In what universe do these figures own my education? Of course the state has a strong claim to make as well. And, acting together, as they attack housing, services and all the rest, they necessarily need to co-opt the university. Having instilled the ‘liberal value’ of education for a generation in North America (since WWII), the state gradually diffused the war machine that guaranteed it for young men (mostly). Then, they were deferred from draft. Now, we are deferred from debt. Our everyday life is more militarized than ever and, since we don’t ‘go to war’ but war ‘comes to us’ we are not entitled to the right of education upon return.
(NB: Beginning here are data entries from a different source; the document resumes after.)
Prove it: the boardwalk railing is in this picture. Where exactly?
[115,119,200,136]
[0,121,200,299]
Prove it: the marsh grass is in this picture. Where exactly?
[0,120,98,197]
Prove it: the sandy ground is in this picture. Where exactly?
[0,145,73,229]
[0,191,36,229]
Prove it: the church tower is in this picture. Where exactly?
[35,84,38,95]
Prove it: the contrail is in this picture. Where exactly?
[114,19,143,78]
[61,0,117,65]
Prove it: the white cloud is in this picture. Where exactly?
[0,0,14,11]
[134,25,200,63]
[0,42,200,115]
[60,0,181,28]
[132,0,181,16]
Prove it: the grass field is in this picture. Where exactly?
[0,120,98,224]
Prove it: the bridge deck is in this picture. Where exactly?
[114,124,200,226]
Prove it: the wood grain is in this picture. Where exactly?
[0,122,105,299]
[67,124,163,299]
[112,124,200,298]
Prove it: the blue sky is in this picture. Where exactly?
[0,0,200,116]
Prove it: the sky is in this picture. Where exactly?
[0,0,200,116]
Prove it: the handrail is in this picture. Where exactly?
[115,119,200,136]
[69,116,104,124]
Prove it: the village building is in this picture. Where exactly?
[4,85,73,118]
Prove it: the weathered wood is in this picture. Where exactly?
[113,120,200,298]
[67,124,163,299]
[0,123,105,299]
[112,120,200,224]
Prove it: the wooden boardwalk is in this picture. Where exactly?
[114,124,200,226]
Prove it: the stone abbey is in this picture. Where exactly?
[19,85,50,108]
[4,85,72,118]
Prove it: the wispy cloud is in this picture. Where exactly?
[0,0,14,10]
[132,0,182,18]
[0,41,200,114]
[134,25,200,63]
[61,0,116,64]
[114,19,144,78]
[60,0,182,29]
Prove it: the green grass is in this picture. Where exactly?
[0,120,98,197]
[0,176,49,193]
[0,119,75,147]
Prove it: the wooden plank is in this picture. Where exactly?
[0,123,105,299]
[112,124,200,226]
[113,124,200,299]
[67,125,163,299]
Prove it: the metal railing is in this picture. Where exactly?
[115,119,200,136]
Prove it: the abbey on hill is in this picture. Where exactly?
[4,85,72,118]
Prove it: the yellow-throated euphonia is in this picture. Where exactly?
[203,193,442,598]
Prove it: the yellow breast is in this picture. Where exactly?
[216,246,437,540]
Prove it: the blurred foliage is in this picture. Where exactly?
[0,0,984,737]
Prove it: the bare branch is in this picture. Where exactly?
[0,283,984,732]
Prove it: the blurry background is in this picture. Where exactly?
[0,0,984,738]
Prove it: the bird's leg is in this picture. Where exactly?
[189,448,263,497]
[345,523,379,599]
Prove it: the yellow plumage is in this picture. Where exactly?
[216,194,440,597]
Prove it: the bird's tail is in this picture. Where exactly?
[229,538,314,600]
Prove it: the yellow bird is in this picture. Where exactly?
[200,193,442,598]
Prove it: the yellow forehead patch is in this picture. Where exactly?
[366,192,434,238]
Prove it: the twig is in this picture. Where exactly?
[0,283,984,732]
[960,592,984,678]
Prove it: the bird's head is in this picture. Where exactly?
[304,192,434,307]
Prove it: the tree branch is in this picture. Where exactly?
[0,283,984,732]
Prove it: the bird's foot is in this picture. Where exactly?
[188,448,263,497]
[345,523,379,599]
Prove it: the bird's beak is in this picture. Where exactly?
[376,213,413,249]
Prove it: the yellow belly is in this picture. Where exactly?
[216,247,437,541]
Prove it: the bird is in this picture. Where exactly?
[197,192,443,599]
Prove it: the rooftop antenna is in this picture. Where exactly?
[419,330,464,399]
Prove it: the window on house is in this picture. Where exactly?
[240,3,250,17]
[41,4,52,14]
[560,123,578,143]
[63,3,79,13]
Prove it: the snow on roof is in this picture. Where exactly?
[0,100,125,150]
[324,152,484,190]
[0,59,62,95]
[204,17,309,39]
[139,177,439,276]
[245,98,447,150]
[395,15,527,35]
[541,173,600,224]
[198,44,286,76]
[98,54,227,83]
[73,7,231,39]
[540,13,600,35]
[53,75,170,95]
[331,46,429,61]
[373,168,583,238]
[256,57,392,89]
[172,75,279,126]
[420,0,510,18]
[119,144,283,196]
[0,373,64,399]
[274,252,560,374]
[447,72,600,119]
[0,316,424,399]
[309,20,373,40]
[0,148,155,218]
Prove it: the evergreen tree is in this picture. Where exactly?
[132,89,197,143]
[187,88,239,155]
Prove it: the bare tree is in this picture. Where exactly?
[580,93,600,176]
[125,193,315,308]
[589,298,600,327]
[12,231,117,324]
Instead, we must contribute to the speculative spending spree that is, at least in part, justified by an ever expandable Global Contingency Operation. We are entitled to feel the sting of this operation if we attempt to dissent, if we dare enter the street, if we collectivize ourselves.
I’ve gone afield. But militarism, debt, housing, education, social life are all interconnected, as we increasingly know and feel. As long as we are supposed to ‘avoid risk,’ it is difficult to find the courage to explore the immanent possibilities of even the most intractable positions. I do not mean to preach a struggle which is not my own, which is why I wanted to follow the through-line of student debt to this point: We must start where we are; to move we must excavate ourselves from the fear of risk, from the pricing of risk, from the definition of risk as a key factor in our existence. Aversion is not the same thing as risk; collectively decided-upon avoidance is not the same thing as risk; confronting the conditions of our existence in a radically open manner is not the same thing as risk. What must change is our feeling that this world is undertaken alone. We are impacting and impacted on every level, at every perceptual moment. This possibility for infinite becoming smacks strongly of utopia, a concept of which I am not totally afraid. Though, we may need to discuss holding utopia in abeyance for the moment. Before then, we need to reach for the same space, we need to call into being the energy which is immanent in nearly any bounded territory – Montreal, Toronto, Canada, beyond, beyond.
Tonight I banged on a pot for one hour in the middle of Toronto’s busiest intersection. It was affirmative, easy, open, noisy, visible, an excuse to talk to strangers. I will do it again in a park on Wednesday. I walk across the ‘pedestrian scramble’ at Young and Dundas, over and over. Two weeks ago I crossed a canyon in Northern Ontario over and over. The wind was raging through the canyon at points. Precarity here is deeply physical. It’s not so different walking through the canyon at Young and Dundas. The rush of encounter in the latter is brought on in the sheer unpredictability of a response.
See what happens when you smile.
See what happens when you don’t.
See what happens when you can’t see what is happening.
Hear who hears you.
Follow that person.
Close your eyes.
Change the rhythm.
Are you still standing?
From here, it’s easy to start a movement.